This notebook is a work in progress process for initializing the Geoscience Knowledgebase with a set of properties and foundational semantics that establishes a base to build from in curating geoscientific knowledge. Our initial use cases have to do with integrating mineral occurrence information along with document references contributing to those and other facts and concepts associated with conducting mineral resource assessment. In order to build a useful knowledge graph on these concepts, though, we also need to tie in lots of other things needed for the claims associated with these things to legitimately link to other things.

For instance, we use NI "43-101 Technical Reports" and a newer "SK-1300 Technical Report" as sources for claims associated with mining projects/properties such as geographic location, mineral commodities identified and/or extracted, figures indicating estimates of ore grade and tonnage, and other details. These are technical geoscientific reports required by the Canadian and U.S. governments, respectively. We need an "instance of" (rdf:type) claim on everything like this in the system.

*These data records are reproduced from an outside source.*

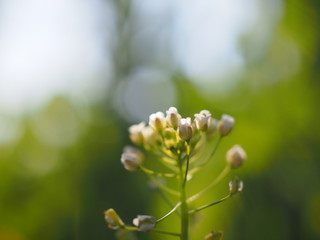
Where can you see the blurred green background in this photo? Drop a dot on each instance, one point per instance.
(256, 60)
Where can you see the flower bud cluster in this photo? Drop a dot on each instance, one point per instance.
(179, 142)
(168, 131)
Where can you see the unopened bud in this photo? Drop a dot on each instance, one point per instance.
(235, 156)
(201, 120)
(145, 223)
(157, 121)
(212, 128)
(136, 133)
(235, 186)
(170, 137)
(185, 129)
(173, 117)
(131, 158)
(113, 219)
(225, 125)
(169, 133)
(214, 235)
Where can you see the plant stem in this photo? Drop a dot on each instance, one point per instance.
(209, 205)
(169, 213)
(183, 197)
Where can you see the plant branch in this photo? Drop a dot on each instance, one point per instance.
(169, 213)
(209, 205)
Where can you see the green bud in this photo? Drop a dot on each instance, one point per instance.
(113, 219)
(236, 156)
(145, 223)
(235, 186)
(225, 125)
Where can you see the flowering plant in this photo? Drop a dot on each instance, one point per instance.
(179, 144)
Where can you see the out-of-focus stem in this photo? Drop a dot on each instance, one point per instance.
(211, 185)
(169, 213)
(148, 171)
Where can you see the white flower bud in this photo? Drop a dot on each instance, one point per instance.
(132, 150)
(145, 223)
(225, 125)
(170, 137)
(235, 156)
(201, 120)
(235, 186)
(150, 136)
(113, 219)
(131, 158)
(169, 134)
(157, 121)
(214, 235)
(212, 128)
(173, 117)
(185, 129)
(136, 133)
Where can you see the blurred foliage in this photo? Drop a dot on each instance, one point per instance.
(60, 169)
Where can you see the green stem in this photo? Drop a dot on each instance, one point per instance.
(209, 205)
(167, 233)
(169, 213)
(148, 171)
(211, 185)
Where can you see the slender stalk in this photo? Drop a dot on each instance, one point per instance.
(209, 205)
(148, 171)
(211, 185)
(169, 213)
(183, 197)
(167, 233)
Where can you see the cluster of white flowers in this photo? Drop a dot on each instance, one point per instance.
(167, 131)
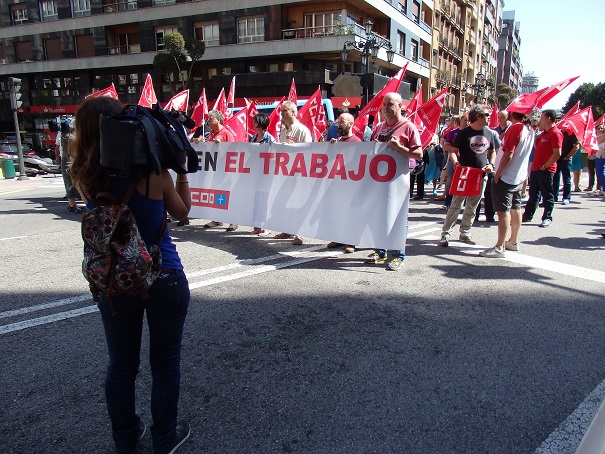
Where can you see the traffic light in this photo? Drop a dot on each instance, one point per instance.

While we could simply create items in the graph to represent these two classes with no further classification, it is useful to "work back up the semantic hierarchy" for as many concepts as we can as far as we need to in order for the information we are recording in the GeoKB to be understandable in the broader global knowledge commons (Wikidata and/or other efforts).

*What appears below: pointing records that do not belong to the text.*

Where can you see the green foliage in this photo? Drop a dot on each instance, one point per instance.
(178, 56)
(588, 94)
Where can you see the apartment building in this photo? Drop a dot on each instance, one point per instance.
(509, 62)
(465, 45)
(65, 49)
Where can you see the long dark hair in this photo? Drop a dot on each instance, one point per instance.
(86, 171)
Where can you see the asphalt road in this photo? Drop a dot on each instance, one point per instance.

The initialization process here is designed to give us a semantic baseline to work from as we pull in the information and connections we really care about within this context. We're taking a pragmatic approach that is slightly more rigorous (and certainly more streamlined) than the wild west of Wikidata but somewhere short of endlessly academic. We have to get a whole bunch of information into the GeoKB to support analytical use, so we make a best effort to align what we have with mature ontologies and namespaces, knowing we'll have to evolve it over time. The notebook approach on this gives us a good basis to record our reasoning and the places we have to make pragmatic tradeoffs.

In [16]:
import os
import pandas as pd
from datetime import datetime
import swifter

from wikibaseintegrator import WikibaseIntegrator, wbi_login
from wikibaseintegrator.wbi_config import config as wbi_config
from wikibaseintegrator.datatypes import Item

from utils import (
    sparql_query,
    query_by_item_label,
    property_query
)

## Parameters

If we want to run this and other notebooks as Lambdas eventually, we'll need to set up some paramters. I moved the stuff we want to keep somewhat secret to environment variables as a safety measure.

In [2]:
geokb_init_sheet_id = '1dbuKc4cZJz0YY81B2xWXM5fId6gWgzmQar3hg3CI0Rw'

wbi_config['MEDIAWIKI_API_URL'] = os.environ['MEDIAWIKI_API_URL']
wbi_config['SPARQL_ENDPOINT_URL'] = os.environ['SPARQL_ENDPOINT']
wbi_config['WIKIBASE_URL'] = os.environ['WIKIBASE_URL']

In [29]:
geokb_auth = wbi_login.Login(
    user=os.environ['WB_BOT_NAME'], 
    password=os.environ['WB_BOT_PASS']
)
wbi = WikibaseIntegrator(login=geokb_auth)

## Functions

All or most of these functions should be movable to the abstract Wikibase management python package we are designing. That needs to be applicable to the GeoKB but generic enough to apply in other types of domains and circumstances. There are other communities doing similar work such as the wikidataintegrator project in the health sciences. We just found a need to start from the basics of pywikibot and how it operates.

I realize I'm introducing what could be higher overhead than necessary here with use of Pandas and other specialized packages. We can reevaluate that at the foundational level of the KB management package.

### Label uniqueness

Eventually, we will end up in the same situation that Wikidata is in where we will have multiple items with the same label that are disambiguated by their other attributes (classification being the likely chief distinguishing factor). Key examples on the close horizon will be how we deal with minerals such as gold that can be both a chemical element, as defined in Wikidata now, and a mineral commodity in some contexts. Do we have one item called "gold" that can be an instance of a number of things or multiple items with the same label that need to be disambiguated?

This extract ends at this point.